Пока Зиночка, сойдя с саней, отошла в темный угол двора, — я, расплачиваясь с лихачем, который настоятельно требовал прибавку, с неприятностью вспоминал, что у меня остается только два с половиной рубля, и что, возможно, если дешевые комнаты будут заняты, мне не хватит пятидесяти копеек. Заплатив лихачу и подойдя к Зиночке, я уже по одному тому, как она шибко теребила сумочку и возмущенно дергала плечиком, — почувствовал что так, сейчас, с места — она не пойдет. Лихач уже уехал и от круто повернутых саней оставил проутюженный круг. Те двое любопытных, что остановились при нашем въезде, теперь зашли во двор, стояли поодаль и наблюдали. Став к ним спиной так, чтобы Зиночка их не видела, обняв ее за плечики и обзывая ее и крошкой, и маленькой, и девочкой, я говорил ей слова, которые были бы лишены всякого смысла, если бы не произносились елейным голоском, звук которого, как-то сам по себе, сделался сладок как патока. Почувствовав, что она сдается, что становится прежней Зиночкой, хоть и не той, что так страшно (как мне показалось) глянула на меня у Страстного, — а той, что в парке говорила «чудно, ах, как чудно», — я нескладно и сбивчиво начал говорить ей о том, что у меня в кармане целых сто рублей, что здесь их не разменяют, что мне нужны пятьдесят копеек, что через несколько минут верну их, что… Но Зиночка, не дав мне договорить с пугливой поспешностью быстробыстро раскрыла свою старенькую клеенчатую под крокодил сумочку, достала крохотный кошелечек и вывернула его над моей ладонью. Я увидел горстку крошечных серебряных пятаков, бывших как бы некоторой редкостью, и вопросительно взглянул на Зиночку. — Их как раз десять, успокаивающе сказала она, и потом, жалко съежившись, как бы извиняясь, стыдливо добавила: — очень долго я их все собирала; говорят, они к счастью. — Но, крошка, — возразил я в благородном возмущении, — это право тогда жаль. Возьми их, я обойдусь. Но Зиночка, уже по-настоящему сердясь, морщилась от усилия замкнуть ручками мою ладонь. — Вы должны взять, — говорила она. — Вы должны. Вы меня обидите.

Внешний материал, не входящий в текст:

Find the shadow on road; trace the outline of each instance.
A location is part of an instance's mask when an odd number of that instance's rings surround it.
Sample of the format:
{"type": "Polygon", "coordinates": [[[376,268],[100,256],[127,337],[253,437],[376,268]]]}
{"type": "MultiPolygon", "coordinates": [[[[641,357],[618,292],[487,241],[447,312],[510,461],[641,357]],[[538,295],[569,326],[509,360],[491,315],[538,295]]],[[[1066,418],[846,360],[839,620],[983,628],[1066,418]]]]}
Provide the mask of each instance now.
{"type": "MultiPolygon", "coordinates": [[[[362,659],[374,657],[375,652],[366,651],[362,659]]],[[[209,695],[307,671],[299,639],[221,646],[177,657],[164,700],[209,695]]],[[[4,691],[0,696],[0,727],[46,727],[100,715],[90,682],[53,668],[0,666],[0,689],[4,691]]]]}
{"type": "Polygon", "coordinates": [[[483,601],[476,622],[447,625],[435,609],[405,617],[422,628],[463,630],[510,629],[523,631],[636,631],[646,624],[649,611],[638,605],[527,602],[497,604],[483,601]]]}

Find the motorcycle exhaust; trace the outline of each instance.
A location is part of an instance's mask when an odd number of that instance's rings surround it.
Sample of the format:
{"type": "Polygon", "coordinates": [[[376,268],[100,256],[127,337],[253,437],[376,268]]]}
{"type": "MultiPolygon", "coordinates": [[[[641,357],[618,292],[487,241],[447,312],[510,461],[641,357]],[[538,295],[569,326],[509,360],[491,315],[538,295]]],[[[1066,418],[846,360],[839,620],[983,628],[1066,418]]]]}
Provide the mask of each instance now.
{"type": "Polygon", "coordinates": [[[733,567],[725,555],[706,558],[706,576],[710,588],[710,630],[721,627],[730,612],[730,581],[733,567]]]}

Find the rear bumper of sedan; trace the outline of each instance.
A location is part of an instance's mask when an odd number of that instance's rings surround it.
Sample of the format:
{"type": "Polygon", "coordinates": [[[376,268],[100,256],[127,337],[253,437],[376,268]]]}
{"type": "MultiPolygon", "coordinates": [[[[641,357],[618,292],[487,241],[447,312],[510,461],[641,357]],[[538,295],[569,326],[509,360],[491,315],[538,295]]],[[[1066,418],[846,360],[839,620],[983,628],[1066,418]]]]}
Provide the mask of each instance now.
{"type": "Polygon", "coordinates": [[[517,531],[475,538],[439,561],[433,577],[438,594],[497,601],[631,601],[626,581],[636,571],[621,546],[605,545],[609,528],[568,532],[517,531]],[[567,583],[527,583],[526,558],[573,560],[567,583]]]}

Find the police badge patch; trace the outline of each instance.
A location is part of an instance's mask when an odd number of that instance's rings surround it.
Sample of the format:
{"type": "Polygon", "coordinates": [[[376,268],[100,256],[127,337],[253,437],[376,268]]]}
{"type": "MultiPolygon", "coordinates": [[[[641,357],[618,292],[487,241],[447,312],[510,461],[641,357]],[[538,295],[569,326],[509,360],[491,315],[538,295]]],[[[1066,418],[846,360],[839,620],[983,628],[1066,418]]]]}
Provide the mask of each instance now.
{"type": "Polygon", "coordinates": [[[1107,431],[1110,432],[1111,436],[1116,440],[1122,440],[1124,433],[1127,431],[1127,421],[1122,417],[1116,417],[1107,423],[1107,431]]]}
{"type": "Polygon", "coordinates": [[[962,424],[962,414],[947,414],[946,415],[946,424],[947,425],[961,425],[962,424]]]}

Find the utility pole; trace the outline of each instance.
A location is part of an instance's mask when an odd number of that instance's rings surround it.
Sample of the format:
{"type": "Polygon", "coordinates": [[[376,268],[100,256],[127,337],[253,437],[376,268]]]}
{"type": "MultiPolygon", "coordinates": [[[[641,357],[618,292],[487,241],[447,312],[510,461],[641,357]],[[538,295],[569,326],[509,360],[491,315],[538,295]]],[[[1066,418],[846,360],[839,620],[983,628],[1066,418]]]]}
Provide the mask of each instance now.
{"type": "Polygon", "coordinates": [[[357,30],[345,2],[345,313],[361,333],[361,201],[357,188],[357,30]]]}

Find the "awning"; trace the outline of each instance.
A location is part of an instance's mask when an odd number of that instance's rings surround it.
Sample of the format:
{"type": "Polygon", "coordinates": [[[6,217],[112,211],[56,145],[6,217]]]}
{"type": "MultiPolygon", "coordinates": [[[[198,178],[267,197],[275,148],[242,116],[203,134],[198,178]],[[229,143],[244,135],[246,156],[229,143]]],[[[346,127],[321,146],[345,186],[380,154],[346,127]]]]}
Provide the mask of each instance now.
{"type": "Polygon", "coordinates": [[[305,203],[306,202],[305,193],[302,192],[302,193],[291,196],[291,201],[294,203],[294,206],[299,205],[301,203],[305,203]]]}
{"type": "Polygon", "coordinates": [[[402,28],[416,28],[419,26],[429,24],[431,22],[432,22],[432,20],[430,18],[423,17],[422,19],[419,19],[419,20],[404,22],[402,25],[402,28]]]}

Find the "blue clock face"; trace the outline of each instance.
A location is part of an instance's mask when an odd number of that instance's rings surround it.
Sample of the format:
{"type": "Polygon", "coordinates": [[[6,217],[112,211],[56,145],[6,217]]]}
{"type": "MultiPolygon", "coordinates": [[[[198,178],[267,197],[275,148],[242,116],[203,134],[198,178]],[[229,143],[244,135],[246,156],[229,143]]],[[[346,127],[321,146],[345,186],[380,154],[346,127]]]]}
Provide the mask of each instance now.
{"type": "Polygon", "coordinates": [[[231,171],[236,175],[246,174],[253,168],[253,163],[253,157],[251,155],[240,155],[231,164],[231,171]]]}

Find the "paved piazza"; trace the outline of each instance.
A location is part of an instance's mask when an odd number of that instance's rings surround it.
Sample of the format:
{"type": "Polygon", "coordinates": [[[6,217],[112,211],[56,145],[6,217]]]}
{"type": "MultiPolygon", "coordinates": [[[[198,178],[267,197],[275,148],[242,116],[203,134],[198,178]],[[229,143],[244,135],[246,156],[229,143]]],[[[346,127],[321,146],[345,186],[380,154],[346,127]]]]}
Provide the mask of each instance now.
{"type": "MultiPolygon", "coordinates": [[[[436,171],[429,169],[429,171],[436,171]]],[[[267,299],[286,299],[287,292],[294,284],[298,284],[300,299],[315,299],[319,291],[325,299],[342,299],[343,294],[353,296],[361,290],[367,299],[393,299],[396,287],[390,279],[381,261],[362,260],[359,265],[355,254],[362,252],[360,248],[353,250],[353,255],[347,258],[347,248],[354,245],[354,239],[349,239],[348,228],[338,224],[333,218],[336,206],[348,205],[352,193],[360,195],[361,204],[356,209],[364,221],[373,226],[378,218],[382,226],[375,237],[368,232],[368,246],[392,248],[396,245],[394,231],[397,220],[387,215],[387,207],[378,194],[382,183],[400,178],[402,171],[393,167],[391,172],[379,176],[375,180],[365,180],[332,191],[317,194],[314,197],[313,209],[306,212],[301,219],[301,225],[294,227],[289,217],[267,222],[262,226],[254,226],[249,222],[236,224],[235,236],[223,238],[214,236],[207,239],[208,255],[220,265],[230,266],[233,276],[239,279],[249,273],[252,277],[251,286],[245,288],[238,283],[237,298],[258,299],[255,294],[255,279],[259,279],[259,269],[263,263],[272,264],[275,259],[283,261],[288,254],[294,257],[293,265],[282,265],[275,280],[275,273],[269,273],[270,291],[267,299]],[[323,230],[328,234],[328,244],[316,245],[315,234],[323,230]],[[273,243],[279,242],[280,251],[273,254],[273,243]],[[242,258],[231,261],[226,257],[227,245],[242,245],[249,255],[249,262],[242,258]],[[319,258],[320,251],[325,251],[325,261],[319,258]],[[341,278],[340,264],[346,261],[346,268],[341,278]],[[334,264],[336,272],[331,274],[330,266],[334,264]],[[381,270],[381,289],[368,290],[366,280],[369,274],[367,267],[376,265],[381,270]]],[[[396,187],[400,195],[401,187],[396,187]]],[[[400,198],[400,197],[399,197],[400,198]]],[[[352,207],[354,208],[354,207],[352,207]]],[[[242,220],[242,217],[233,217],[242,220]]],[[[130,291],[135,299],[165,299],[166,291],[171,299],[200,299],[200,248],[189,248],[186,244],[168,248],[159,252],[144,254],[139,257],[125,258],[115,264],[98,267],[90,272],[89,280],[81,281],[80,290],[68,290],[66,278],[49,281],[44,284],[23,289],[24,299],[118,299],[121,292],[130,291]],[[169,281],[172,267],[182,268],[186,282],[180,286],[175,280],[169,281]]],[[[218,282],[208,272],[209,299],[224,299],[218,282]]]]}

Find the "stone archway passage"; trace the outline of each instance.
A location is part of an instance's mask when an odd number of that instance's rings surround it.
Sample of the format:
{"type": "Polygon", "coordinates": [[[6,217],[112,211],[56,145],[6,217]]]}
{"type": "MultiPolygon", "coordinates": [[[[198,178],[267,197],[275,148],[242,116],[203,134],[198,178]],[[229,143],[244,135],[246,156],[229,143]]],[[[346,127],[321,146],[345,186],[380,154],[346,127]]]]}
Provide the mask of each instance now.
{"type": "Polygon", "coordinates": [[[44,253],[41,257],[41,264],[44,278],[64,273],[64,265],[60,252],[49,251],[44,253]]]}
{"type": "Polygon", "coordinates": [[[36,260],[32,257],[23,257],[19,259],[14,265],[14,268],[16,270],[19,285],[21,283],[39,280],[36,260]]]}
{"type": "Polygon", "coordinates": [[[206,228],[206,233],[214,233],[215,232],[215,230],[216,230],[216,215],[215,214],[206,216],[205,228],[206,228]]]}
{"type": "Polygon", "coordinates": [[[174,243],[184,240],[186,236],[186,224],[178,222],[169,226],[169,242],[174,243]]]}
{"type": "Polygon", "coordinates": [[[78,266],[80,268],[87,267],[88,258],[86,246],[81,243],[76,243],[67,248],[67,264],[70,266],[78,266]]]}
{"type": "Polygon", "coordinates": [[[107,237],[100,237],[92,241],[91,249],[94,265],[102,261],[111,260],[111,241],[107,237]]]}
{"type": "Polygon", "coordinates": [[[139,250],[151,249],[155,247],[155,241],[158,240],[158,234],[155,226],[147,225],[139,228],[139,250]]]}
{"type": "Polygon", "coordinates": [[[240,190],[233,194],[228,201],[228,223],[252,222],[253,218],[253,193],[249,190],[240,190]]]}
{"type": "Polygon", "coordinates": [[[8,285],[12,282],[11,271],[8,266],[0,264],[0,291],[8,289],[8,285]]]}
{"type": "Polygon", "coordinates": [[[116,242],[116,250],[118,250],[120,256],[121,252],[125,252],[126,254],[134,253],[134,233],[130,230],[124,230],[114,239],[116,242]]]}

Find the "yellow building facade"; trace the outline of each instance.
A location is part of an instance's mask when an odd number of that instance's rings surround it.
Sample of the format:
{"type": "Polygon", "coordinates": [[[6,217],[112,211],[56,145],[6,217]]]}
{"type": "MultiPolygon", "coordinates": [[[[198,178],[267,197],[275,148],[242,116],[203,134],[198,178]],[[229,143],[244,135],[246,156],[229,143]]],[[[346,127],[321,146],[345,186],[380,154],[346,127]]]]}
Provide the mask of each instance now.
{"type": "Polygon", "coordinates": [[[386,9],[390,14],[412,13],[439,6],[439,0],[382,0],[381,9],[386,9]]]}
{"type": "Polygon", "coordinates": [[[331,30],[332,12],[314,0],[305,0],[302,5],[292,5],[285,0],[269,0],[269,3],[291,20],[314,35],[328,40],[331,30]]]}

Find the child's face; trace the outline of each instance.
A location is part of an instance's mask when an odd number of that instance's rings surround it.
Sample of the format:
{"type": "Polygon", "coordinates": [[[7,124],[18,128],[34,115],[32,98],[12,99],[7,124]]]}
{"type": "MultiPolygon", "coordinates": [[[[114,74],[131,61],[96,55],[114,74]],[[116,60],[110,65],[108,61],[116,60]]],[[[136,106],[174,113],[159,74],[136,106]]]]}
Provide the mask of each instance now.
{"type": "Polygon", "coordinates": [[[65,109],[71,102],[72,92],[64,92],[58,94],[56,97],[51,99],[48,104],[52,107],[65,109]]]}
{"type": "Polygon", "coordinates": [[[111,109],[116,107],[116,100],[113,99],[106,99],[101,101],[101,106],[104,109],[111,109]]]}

Пойдет или не пойдет, пойдет или откажет. — Вот было то единственное, что волновало мои мысли, мои чувства, все мое существо, в то время как я, как бы невзначай, подводил Зиночку к гостиничному подъезду. Взойдя на первую ступень, она, словно очнувшись, остановилась. В тоске глянула на открытые ворота, где все еще, точно непропускавшие стражи, стояли те двое; потом, как перед расставанием, взглянула на меня, улыбнулась жалко и, опустив голову, вся как-то сгорбившись, закрыла лицо руками. Высоко, у самой подмышки крепко схватив ее за руку, я втащил ее вверх по лестнице и протолкнул в услужливо раскрытую швейцаром дверь.